2. Husband let above-mentioned puppy outside and he went wild with glee at the roofers working on the next door neighbor's house. He just wanted to catch the shingles they were throwing off the roof. There was a pursuit by said husband, some colorful words said to puppy who led him on a great chase and either wore himself out from being weak or just plain gave up the marathon running because of the words, which included stop, kill, ticked off, and you better get your %$@ back in the house right now!!!!!!
3. Roofers in the street, going back and forth to their trucks with wheel barrows. I know pedestrians have the right-of-way but come on!
4. A loud police siren and Officer Friendly reminding me that tapping my break at the stop sign and just going on didn't qualify as coming to a complete stop. He was really nice, though. He said, "I know it's busy in the neighborhood and that you're in a hurry, but we have to encourage safety." Big time thanks that whoever was on the other end of his CB said nice things about me and I wasn't ticketed.
5. A quick stop by Chevron for breakfast proved eventful. Above-referenced husband stepped out of the car before me and I noticed his britches were split, probably from chasing puppy referenced in reasons 1 and 2.
6. Quick trip home to let hubby change.
7. A freakish amount of traffic on the highway.
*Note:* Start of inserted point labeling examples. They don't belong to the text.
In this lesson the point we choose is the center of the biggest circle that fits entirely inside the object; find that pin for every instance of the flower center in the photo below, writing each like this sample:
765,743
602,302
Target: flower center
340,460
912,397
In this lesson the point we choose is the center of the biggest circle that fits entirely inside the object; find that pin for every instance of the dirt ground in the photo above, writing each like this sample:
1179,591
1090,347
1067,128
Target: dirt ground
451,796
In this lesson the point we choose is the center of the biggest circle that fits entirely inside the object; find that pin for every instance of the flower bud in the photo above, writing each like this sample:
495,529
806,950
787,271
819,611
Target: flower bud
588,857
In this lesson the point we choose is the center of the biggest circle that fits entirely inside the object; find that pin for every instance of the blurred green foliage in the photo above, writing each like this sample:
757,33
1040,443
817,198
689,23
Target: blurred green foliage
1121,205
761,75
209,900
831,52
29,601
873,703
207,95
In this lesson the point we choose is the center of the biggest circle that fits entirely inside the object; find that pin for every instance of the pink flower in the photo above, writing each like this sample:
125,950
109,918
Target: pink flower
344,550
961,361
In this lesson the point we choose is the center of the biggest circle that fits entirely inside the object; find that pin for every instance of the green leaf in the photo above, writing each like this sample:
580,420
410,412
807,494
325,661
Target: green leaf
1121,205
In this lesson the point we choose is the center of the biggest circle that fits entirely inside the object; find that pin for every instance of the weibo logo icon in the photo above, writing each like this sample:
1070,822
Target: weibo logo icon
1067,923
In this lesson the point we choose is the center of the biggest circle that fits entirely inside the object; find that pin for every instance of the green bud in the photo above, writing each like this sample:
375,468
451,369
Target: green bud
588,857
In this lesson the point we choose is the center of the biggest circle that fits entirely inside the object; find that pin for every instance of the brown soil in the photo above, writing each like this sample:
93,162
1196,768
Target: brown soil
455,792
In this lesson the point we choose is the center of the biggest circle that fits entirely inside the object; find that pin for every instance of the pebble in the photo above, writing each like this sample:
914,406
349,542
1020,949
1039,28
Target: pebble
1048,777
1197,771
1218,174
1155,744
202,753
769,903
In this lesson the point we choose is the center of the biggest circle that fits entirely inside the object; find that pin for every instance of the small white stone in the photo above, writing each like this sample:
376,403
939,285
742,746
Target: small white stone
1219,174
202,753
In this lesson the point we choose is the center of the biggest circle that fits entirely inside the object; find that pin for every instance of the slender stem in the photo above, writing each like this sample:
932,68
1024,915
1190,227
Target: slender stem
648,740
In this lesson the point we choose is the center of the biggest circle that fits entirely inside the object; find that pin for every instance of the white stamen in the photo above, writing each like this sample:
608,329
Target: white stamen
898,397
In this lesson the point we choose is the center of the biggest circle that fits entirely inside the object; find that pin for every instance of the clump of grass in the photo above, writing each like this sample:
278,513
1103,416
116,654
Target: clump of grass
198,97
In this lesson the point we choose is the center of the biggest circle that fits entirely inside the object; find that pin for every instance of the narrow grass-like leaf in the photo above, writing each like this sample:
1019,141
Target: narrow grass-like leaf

Posted by Laurie Ann at 8:25 AM
Monday, October 10, 2005
“ Listen to advice and accept instruction, and in the end you will be wise. Many are the plans in a man's heart, but it is the LORD's purpose that prevails. ”- Proverbs 19:20-21
This was the Verse of the Day on www.biblegateway.net's website.
I think about the number of times that I say I'm going to do something and the door slams shut in my face, or the times I say, "No way!" and end up having the best time of my life.
God's purposes always prevail. He has led me through valley's, mountains, deserts, stormy seas, and drifting in the clouds at different times in my life.
May I always listen to His instruction and trust that His will will prevail in my life, not mine.
Posted by Laurie Ann at 4:06 PM
Thursday, October 06, 2005
In a group I'm in, a friend posted this, "What about your struggles? Is there any chance, any possibility, that you have been selected to struggle for God's glory? Have you "been granted for Christ's sake, not only to believe in Him, but also to suffer for Him, but also to suffer for His sake" (Philippians 1:29)?
::::::: I thought I lost a very good friend for not backing down from my religion. She referred to God as the Sky Fairy. In the past we had always respected each other's right to believe what we believe. She just went right past that and attacked my God. I had no choice but to distance myself from her. When I did, I lost a lot of friends. One stuck by my side. Thanks, friend. You know who you are. I missed my friends so much. We'd have get-together's once a year and I was no longer able to attend since I listened to God and reconciled my marriage. They thought I was a loon for going back to my husband. God restored my marriage. Again, only one of those friends believed in me or respected my choice. Thanks, friend. And thanks, God, for sticking by my side. Though I suffer for You, You always bless me and that is my reward.